Становление культуры речи как самостоятельной лингвистической дисциплины связано с определением важнейшего теоретического ориентира языкознания ХХ века – функционализма, противопоставившего структуральной парадигме языкознания функциональную науку о языке, не только учитывающую онтологические свойства языковой структуры, но и представляющую эти свойства с точки зрения их актуальности для языкового сознания носителей языка, а следовательно, расширяющую границы лингвистического описания системы знаков в направлении сознательного включения в него как лингвистических, так и экстралингвистических категорий. Созданная в результате модель «целостной» семиотики естественного языка, декларирующая единство языка – сознания – мира как необходимых составляющих процесса познания феномена языковой системы, преодолевает «аспектирующую»парадигму структурной лингвистики с ее вниманием к самостийности лингвистических категорий, их самодостаточности, изолированности и, стало быть, произвольности, конвенциальности по отношению к реальному миру и процессам его отражения в структурах сознания. Напротив, утверждение представлений о том, что язык – это прежде всего форма мысли, форма языковой категоризации мира, отражающая закономерности языкового мышления как особого процесса познания, когнитивной деятельности человека, предопределило зарождение «синтезирующих» концепций функционализма, в которых обобщается положение о закономерном, мотивированном отражении в языковой форме релевантной информации о мире и человеке и таким образом определяются тенденции функционирования (использования) языковых единиц как элементов системных отношений в языке / речи. Именно благодаря выходу лингвистики за пределы языковой системы в мир реалий и чувств преодолевается дуализм структурного понимания языка / речи как системы и реализации, эталона и варианта, результата и процесса. Определение сущности антиномии языка – речи утверждает диалектику языка как «творимой реальности», психологически реального феномена, существующего как функциональная система, каждый элемент которой выполняет определенный набор функций в речи как «самопорождающемся», «самоорганизующемся» процессе, обобщающем функции языковых элементов в конкретных речевых произведениях.

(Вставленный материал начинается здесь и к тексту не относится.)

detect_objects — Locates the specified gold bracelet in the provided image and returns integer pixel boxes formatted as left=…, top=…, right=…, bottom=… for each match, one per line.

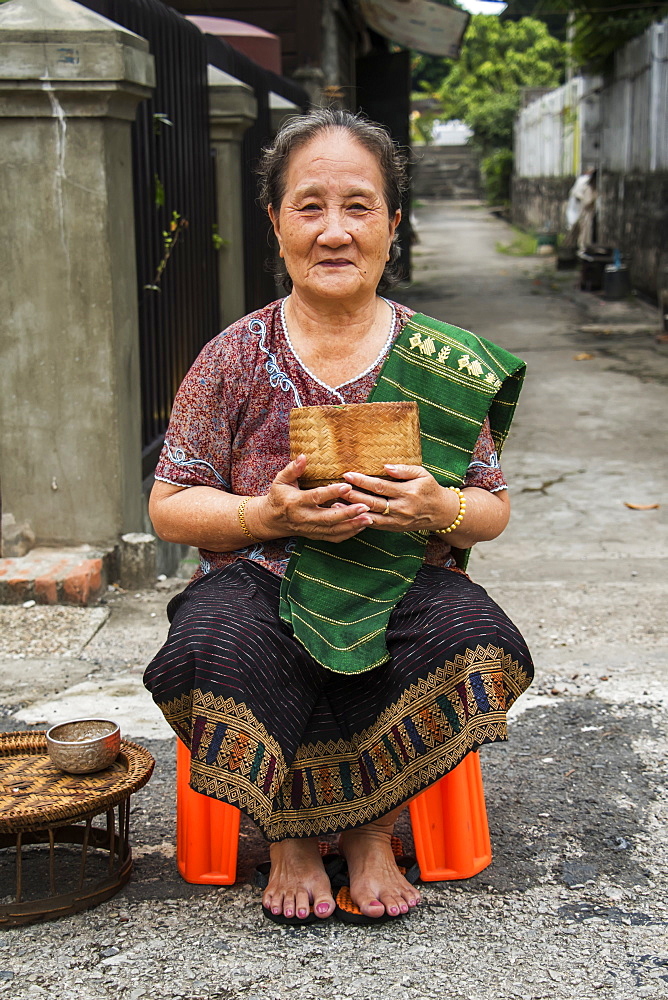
left=433, top=486, right=467, bottom=535
left=237, top=496, right=259, bottom=542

В истории языкознания (особенно европейского) противоположение структурной и функциональной модели языкознания, однако, не носит ярко выраженного характера (как это наблюдается, например, в американской лингвистике). Функциональная научная парадигма ХХ века зарождается в недрах структурализма, знаменуя тем самым возвращение к основам функционального подхода, заложенного европейской лингвистикой XIX века, определявшей язык в соотношении с категориями деятельности, мышления, сознания (В. фон Гумбольдт, И.А. Бодуэн де Куртенэ, А.А. Потебня). Не случайно само структуральное определение языка как системы «чистых значимостей» (Ф. де Соссюр) переосмысливается в пределах уже структурной лингвистики, выдвигающей на передний план иное понимание языка как формы «категоризации мира» (Э. Бенвенист), познания мира и передачи знаний. Следовательно, главной целью языкознания становится определение понятия «назначения», или «функция» языка, а не составление формальной «сетки», «схемы» отношений его элементов и уровней.

Первые опыты создания целостной модели функциональной лингвистики связаны с концепцией Пражского лингвистического кружка и деятельностью целого ряда отечественных языковедов (В.В. Виноградов, Г.О. Винокур, А.П. Пешковский, Л.В. Щерба), сформулировавших классический принцип функционализма, в соответствии с которым если язык – это система средств выражения, служащих определенной цели, то лингвистика должна изучать каждое явление по выполняемой им функции в системе языка и его оценки с точки зрения всей существующей системы, ведь «структурные свойства языка объясняются в свете тех задач, которые эти свойства выполняют в различных процессах коммуникации» (Р. Якобсон). Кардинальное теоретическое положение функциональной лингвистики связано именно с определением языка как функционирующей, динамической сущности: язык есть инструмент, орудие, механизм для осуществления определенных целей и реализации определенных намерений человека – как в сфере познания действительности, так и в актах общения, сознательной интерпретации, взаимодействия с помощью языка. Поэтому функционализм – это такой подход в науке о языке, при котором центральной проблемой становится исследование функций изучаемого объекта, вопрос о его назначении, особенностей его природы в свете выполняемых им задач, его приспособленность к их выполнению [Кубрякова 1995].

Функциональная лингвистика всегда когнитивно и коммуникативно ориентирована, то есть, знаменуя собой выход за пределы языковой системы как «сетки отношений», устанавливает значимость, актуальность любого эпизода системы в процессе его языкового и речевого функционирования одновременно. Отсюда главная задача изучения языка в действии (то есть с точки зрения использования, употребления его элементов) – выделить набор функций языка и поставить им в соответствие те языковые единицы, которые служат их выражению [там же].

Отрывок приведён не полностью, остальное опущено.